As a widely utilized secondary energy source, hydrogen can serve as an alternative energy solution across various production and consumption sectors, including heavy industry, transportation, construction, and the electric power industry [6]. For example, the synergies of green hydrogen can contribute to the clean and sustainable development of offshore and coastal industries, offering opportunities for the diffusion of clean energy [7]. In recent years, power systems globally have encountered mounting challenges due to the risks associated with integrating new energy sources into the grid. This situation presents new prospects for hydrogen energy to propel the advancement of power systems. One notable application scenario for hydrogen energy is its utilization in consuming renewable energy that cannot be connected to the grid.
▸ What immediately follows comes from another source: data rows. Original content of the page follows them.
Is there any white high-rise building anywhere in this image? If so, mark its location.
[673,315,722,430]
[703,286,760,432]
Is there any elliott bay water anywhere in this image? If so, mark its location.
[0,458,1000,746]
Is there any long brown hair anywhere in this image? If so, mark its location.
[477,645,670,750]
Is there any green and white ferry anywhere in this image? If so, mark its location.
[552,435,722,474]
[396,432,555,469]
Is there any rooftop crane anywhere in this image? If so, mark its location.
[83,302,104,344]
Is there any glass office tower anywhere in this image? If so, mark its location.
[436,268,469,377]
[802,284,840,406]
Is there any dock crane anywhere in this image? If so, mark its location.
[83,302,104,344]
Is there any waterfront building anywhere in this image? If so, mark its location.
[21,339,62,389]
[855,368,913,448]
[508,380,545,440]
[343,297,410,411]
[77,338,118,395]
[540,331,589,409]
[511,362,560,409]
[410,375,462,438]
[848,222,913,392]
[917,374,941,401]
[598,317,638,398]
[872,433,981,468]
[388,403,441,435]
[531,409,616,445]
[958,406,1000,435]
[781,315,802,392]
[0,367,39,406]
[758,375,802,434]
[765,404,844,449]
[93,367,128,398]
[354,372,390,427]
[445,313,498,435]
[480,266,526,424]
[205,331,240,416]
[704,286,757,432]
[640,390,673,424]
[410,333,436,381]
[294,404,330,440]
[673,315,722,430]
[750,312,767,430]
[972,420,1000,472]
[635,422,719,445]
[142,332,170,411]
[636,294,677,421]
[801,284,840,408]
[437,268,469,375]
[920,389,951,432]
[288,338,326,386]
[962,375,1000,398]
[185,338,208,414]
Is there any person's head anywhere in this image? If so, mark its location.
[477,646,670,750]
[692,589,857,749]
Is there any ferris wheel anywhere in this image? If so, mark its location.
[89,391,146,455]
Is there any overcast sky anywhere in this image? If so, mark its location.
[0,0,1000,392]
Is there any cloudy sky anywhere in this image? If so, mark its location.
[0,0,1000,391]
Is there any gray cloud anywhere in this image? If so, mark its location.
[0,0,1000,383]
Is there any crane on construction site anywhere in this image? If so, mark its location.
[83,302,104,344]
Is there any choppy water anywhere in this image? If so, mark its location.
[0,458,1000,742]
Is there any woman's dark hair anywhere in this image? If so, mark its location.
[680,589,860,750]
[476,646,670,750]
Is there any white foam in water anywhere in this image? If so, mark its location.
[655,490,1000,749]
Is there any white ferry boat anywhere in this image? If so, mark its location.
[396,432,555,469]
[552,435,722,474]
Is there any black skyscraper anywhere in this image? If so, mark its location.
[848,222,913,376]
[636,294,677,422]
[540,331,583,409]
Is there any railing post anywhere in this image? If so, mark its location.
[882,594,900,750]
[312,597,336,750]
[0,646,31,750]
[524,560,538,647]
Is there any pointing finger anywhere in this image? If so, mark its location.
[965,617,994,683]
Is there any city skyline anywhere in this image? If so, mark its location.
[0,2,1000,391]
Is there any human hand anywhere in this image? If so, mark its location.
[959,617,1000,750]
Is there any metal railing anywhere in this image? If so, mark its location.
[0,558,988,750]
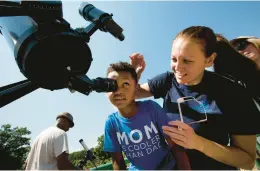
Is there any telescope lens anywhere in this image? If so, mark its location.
[18,34,92,90]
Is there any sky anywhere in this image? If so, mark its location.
[0,1,260,152]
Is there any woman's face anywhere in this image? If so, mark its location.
[171,36,216,85]
[238,42,260,69]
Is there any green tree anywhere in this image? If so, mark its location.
[69,135,111,168]
[0,124,31,170]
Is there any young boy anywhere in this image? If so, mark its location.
[103,62,188,170]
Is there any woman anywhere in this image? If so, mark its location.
[130,26,260,170]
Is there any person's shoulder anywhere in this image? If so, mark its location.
[149,71,174,80]
[106,111,118,123]
[40,126,66,137]
[138,100,161,109]
[205,71,241,87]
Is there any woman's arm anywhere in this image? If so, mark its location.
[111,152,126,170]
[163,121,256,170]
[135,83,153,99]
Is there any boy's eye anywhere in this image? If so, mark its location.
[124,82,130,86]
[183,59,193,64]
[172,58,177,62]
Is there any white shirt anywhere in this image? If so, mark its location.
[25,126,69,170]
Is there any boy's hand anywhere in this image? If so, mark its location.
[129,53,146,80]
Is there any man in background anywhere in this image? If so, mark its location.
[25,112,78,170]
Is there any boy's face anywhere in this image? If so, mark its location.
[107,71,136,109]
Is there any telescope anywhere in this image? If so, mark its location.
[0,1,124,107]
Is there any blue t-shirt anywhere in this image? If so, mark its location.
[148,71,260,170]
[103,100,175,170]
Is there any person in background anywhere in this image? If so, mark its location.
[25,112,78,170]
[214,34,260,169]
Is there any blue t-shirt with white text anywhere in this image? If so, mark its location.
[103,100,175,170]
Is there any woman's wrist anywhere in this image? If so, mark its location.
[194,135,205,153]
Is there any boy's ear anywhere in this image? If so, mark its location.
[206,52,217,67]
[135,83,140,92]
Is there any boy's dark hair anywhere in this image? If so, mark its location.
[107,61,137,82]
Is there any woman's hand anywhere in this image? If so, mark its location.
[162,121,203,150]
[129,53,145,79]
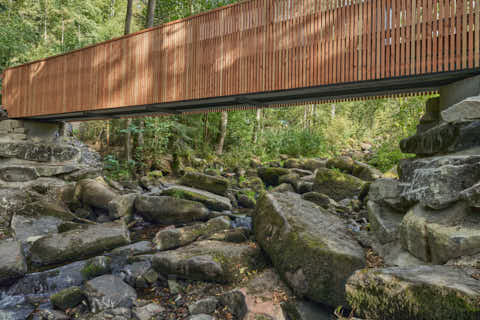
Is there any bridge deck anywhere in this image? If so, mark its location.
[3,0,480,120]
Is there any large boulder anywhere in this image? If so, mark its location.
[313,168,366,201]
[257,167,290,187]
[0,241,27,285]
[85,274,137,313]
[180,172,229,196]
[367,201,403,244]
[31,223,130,265]
[254,193,365,306]
[135,195,208,225]
[161,186,232,211]
[152,240,264,282]
[153,217,231,251]
[399,156,480,210]
[400,202,480,264]
[75,179,117,210]
[346,266,480,320]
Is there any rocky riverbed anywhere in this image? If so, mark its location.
[0,95,480,320]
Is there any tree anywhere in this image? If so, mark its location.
[217,111,228,155]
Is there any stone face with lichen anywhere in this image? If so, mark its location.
[346,266,480,320]
[254,193,365,306]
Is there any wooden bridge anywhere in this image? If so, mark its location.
[3,0,480,120]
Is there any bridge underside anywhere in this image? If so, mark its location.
[23,69,480,121]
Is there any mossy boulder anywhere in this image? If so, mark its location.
[135,195,208,225]
[253,193,365,306]
[152,240,265,283]
[258,167,290,187]
[153,217,231,251]
[180,172,229,196]
[50,287,85,310]
[346,266,480,320]
[30,223,130,265]
[162,186,232,211]
[313,168,366,201]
Solar, wind, and other renewable energy sources are characterized by intermittency and significant fluctuations in power output. The issues related to excess solar and wind power curtailment have become increasingly evident with the growing penetration of photovoltaic and wind power systems. To ensure the secure and stable operation of the power grid, it is necessary to maintain a certain level of power generation to meet electricity demand. This requires either storing surplus power in backup systems or finding alternative methods to achieve a balance between supply and demand. While traditional battery storage is effective for short-term power supply and demand management, it is not suitable for large-scale and long-term energy storage due to inherent challenges, such as battery self-discharge [8]. Hydrogen energy possesses various advantages, such as a high energy density and the ease of storage and transportation. Hydrogen energy storage, characterized by its high energy storage density, provides a unique solution for converting surplus electricity into hydrogen production and storage. The stored hydrogen can then be efficiently utilized to generate electricity when needed, ensuring a real-time balance between electricity supply and demand while promoting the utilization of renewable energy sources [9]. The integration of photovoltaics (PVs), energy storage, and electrolysis in a PV–storage–electrolysis hydrogen system is an effective approach for harnessing renewable energy. To enhance the utilization of photovoltaic energy, enable the grid integration of PV power generation as per dispatch requirements, and produce electrolysis hydrogen during low-demand periods, optimizing the operation of the PV–storage–electrolysis hydrogen system is crucial. This optimization problem directly influences the system’s overall economic viability and the power abandonment rate [10].
To alleviate the pressure caused by the global energy crisis, especially in the power sector, various renewable energy generation technologies have been developed and applied, with wind and photovoltaic power generation accounting for the largest share [11]. However, the uncertainty and variability of these renewable energy generation sources have put forward important requirements for the operational flexibility of power systems, which also poses new challenges for the efficient energy utilization of energy systems. Many research scholars have carried out many inspiring works on how to utilize the role of the energy system for energy saving and emission reduction, rational allocation of multiple energy sources, and analysis of the interdependence between different energy systems [12].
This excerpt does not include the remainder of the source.